Issue
The error: TF Lite converter throws an untraced function warning when trying to convert a temporal CNN (built using the widely used Keras TCN library: https://github.com/philipperemy/keras-tcn ), and throws in model parsing error when trying to do post-training quantization
1. System information
- OS Platform and Distribution (e.g., Linux Ubuntu 16.04): Ubuntu 18.04
- TensorFlow installation (pip package or built from source): Pip (python 3.8.8)
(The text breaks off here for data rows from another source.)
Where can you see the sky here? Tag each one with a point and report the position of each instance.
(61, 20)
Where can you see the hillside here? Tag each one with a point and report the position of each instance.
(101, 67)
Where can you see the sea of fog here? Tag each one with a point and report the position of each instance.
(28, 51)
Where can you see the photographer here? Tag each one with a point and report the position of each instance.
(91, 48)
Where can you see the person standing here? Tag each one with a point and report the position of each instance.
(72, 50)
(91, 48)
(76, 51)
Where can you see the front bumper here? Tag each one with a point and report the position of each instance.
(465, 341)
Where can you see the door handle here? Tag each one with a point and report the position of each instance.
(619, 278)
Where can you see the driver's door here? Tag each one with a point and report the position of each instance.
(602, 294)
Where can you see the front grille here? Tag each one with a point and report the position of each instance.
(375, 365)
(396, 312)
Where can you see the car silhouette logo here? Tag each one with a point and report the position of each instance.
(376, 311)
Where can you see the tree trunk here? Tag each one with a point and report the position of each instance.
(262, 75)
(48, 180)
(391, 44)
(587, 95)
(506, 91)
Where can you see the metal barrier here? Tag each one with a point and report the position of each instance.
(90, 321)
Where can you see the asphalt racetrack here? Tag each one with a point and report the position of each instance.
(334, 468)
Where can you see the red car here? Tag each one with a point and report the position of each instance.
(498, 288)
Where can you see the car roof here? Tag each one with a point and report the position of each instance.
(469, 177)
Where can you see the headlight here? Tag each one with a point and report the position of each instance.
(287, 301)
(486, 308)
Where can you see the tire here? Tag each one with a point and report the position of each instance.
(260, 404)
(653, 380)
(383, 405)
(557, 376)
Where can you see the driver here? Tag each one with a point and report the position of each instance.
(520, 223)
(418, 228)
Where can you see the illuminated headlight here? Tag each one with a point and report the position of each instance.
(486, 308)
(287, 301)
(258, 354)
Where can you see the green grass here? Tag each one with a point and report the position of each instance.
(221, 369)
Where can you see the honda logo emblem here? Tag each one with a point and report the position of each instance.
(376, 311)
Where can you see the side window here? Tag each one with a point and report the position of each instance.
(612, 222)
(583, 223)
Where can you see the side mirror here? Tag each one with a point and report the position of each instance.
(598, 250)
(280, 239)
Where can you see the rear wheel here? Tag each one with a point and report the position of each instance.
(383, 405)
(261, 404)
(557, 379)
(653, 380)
- TensorFlow library (version, if pip package or github SHA, if built from source): 2.3.0 (TF Base), 2.4.0 (TF-GPU)
2. Code
Part 1, converting pretrained TF model to TF Lite Model:
import os
os.environ["CUDA_DEVICE_ORDER"] = "PCI_BUS_ID"
os.environ["CUDA_VISIBLE_DEVICES"]="1"
from tensorflow.python.keras.backend import set_session
import tensorflow as tf
config = tf.compat.v1.ConfigProto()
config.gpu_options.allow_growth = True # dynamically grow the memory used on the GPU
config.log_device_placement = True # to log device placement (on which device the operation ran)
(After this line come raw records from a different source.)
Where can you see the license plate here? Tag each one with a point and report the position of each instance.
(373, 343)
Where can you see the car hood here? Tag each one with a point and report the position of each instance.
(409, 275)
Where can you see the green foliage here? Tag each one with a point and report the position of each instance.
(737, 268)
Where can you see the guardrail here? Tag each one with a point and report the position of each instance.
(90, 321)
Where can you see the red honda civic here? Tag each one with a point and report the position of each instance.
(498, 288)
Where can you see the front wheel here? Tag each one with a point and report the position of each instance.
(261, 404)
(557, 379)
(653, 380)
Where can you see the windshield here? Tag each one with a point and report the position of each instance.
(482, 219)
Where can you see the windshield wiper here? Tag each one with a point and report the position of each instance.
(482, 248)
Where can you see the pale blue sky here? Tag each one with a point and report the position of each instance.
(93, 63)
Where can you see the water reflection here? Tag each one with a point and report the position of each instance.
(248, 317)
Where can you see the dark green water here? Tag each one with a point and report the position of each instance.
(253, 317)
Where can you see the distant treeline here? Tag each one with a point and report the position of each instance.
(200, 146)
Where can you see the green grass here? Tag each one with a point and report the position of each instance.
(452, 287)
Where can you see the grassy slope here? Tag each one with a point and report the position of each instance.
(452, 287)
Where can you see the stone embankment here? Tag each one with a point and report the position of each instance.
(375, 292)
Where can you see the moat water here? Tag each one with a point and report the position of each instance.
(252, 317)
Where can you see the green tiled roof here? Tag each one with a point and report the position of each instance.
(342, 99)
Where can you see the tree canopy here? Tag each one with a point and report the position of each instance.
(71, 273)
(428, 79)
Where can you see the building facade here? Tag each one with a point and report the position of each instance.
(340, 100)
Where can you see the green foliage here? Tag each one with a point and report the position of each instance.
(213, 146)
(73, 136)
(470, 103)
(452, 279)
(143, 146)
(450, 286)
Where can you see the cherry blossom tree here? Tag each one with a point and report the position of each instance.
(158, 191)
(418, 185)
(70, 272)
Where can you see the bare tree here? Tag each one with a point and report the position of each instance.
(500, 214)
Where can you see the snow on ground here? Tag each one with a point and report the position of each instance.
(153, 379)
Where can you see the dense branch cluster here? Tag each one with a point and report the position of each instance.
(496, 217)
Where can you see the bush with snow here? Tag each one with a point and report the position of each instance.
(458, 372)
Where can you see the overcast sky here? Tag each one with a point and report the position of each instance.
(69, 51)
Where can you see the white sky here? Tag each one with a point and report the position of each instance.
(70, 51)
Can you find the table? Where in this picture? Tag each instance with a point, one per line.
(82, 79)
sess = tf.compat.v1.Session(config=config)
set_session(sess) # set this TensorFlow session as the default
import warnings
warnings.filterwarnings('ignore')
import pandas as pd
import numpy as np
from gtda.time_series import SlidingWindow
import matplotlib.pyplot as plt
from math import atan2, pi, sqrt
from tensorflow.keras.layers import Dense, MaxPooling1D, Flatten
from tensorflow.keras import Input, Model
from tensorflow.keras.callbacks import ModelCheckpoint
from tcn import TCN, tcn_full_summary
from tensorflow.keras.models import load_model
model = load_model('best_joint_new.hdf5',custom_objects={'TCN':TCN})
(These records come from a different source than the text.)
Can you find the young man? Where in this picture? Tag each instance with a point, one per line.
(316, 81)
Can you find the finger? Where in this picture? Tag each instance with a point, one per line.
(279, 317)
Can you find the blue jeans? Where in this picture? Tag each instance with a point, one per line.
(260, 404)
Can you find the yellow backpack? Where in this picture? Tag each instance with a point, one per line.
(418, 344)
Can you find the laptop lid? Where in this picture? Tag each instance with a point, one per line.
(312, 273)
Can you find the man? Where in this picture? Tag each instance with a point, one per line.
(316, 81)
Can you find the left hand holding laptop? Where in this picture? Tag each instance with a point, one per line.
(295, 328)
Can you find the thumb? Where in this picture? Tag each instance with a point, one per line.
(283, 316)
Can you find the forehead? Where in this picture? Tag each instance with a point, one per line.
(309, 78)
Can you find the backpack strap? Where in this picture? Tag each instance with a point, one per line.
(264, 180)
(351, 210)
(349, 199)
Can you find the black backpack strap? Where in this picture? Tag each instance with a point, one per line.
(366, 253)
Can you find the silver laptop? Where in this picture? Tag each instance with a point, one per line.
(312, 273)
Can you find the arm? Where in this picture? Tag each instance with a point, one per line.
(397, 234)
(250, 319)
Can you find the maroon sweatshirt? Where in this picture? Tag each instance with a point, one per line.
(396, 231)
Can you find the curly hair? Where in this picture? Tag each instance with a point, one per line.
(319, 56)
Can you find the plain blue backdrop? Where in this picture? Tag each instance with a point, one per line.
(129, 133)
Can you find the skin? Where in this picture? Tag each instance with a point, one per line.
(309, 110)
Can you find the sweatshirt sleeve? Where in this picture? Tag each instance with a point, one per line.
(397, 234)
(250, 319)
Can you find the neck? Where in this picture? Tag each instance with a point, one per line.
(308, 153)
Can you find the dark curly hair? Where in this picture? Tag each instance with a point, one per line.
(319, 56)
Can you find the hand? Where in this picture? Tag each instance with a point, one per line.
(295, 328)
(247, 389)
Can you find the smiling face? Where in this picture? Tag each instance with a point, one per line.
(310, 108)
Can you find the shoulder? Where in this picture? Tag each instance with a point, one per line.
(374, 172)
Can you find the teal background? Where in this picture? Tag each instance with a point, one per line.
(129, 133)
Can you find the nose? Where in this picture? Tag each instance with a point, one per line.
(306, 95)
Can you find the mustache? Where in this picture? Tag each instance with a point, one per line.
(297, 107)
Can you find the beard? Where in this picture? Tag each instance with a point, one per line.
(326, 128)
converter = tf.lite.TFLiteConverter.from_keras_model(model)
model_no_quant_tflite = converter.convert()
open('best_joint.tflite', "wb").write(model_no_quant_tflite)
Part 2: Post training quantization
trainX is a nX200X6 matrix of floating point values, n can be any integer.
def representative_dataset():
for i in range(trainX.shape[0]):
yield ([trainX[i]])
Same converter used as before.
# Set the optimization flag.
converter.optimizations = [tf.lite.Optimize.DEFAULT]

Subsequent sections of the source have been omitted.